Pokkali osr40c1 promoter region also contains three putative G-box like elements that closely resemble ACGT-containing ABREs. These G-box like motifs serve as binding sites for specific bZIP proteins known as G-box binding proteins and have been found in many gene promoters that respond to environmental stimuli such as UV light, ABA, anaerobiosis, red light and wounding (Nakagawa et al, 1996; Uno et al, 2000). For instance, it has shown that G-box like motifs are needed for the expression of wheat Em gene in response to ABA (Nantel and Quatrano, 1996).
Some of the predicted cis-acting regulatory elements in the Pokkali osr40c1 promoter region have previously been reported in promoter regions of osr40g2 and osr40g3 isolated from Nona Bokra (O. sativa ssp. indica) (Moons et al, 1997). For instance, MYB response element and G-box like elements were commonly found in Pokkali osr40c1 and Nona Bokra osr40g2 promoter regions, and ACGT-containing ABREs were present in both Pokkali osr40c1 and Nona Bokra osr40g3 promoters.
The present study successfully isolated and sequenced the putative osr40c1 promoter region from a salt tolerant rice variety Pokkali.
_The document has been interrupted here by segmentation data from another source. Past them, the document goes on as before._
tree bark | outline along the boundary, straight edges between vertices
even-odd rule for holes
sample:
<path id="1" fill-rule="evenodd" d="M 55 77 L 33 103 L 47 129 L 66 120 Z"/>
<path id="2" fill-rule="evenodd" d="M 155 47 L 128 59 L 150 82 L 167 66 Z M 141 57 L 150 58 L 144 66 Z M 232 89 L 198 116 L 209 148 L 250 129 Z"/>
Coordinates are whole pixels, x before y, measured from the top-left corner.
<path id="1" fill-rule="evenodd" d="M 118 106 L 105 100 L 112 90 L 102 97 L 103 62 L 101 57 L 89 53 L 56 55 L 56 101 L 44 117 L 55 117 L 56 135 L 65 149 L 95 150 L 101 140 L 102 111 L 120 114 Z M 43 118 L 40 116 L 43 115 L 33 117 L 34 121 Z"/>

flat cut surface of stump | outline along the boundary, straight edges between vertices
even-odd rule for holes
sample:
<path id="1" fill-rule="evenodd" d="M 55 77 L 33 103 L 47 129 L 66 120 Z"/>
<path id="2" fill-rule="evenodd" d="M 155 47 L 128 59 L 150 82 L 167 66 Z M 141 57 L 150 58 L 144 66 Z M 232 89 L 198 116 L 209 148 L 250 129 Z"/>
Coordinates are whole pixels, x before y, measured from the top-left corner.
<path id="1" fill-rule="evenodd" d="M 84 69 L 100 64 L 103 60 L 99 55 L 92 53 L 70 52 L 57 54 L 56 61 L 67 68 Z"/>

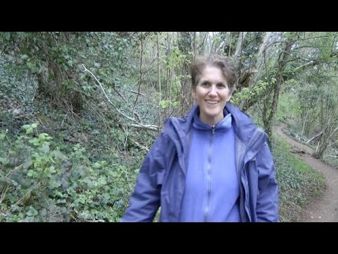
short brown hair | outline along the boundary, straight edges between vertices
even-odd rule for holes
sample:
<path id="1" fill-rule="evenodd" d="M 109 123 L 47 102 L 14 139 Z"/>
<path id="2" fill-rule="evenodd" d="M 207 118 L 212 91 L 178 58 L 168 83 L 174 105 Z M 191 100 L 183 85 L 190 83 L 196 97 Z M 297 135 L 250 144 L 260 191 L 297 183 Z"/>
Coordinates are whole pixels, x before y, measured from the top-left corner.
<path id="1" fill-rule="evenodd" d="M 208 56 L 196 56 L 194 64 L 190 68 L 192 75 L 192 85 L 195 88 L 199 83 L 203 70 L 207 66 L 219 68 L 225 77 L 230 90 L 230 94 L 234 90 L 237 79 L 237 70 L 234 64 L 228 57 L 220 56 L 218 54 L 212 54 Z"/>

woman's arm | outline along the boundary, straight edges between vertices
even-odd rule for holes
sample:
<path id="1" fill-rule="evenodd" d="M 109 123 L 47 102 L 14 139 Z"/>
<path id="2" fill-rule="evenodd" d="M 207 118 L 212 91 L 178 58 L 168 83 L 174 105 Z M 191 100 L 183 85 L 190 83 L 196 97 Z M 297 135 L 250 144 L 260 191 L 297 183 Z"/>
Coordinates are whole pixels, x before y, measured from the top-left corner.
<path id="1" fill-rule="evenodd" d="M 258 222 L 278 222 L 278 186 L 271 152 L 265 142 L 256 156 L 258 171 Z"/>
<path id="2" fill-rule="evenodd" d="M 161 205 L 161 188 L 164 174 L 164 135 L 155 140 L 142 163 L 129 207 L 122 222 L 151 222 Z"/>

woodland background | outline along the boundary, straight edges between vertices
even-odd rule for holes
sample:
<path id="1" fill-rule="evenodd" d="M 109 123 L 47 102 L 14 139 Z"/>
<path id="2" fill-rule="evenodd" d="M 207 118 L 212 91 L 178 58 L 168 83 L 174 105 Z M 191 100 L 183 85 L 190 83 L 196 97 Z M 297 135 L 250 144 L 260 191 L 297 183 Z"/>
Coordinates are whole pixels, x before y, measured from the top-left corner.
<path id="1" fill-rule="evenodd" d="M 0 32 L 0 221 L 118 222 L 164 121 L 194 104 L 192 61 L 210 52 L 237 65 L 231 102 L 270 138 L 280 219 L 296 220 L 325 182 L 273 128 L 338 167 L 337 36 Z"/>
Moreover, in silico promoter analysis revealed presence of numerous stress-responsive cis-acting regulatory elements in the isolated promoter sequence. The findings reported in this study together with the evidences of enhanced transcription of osr40c1 in rice plants in response to multiple stress conditions would provide insights into the stress inducible nature of the osr40c1 promoter, and therefore, could be served as a valuable source for stress tolerant transgenic rice breeding in the future. However, follow-up studies are needed to functionally validate the isolated osr40c1 promoter activity through transgenic methods and expression studies.
The authors have declared that no competing interests exist.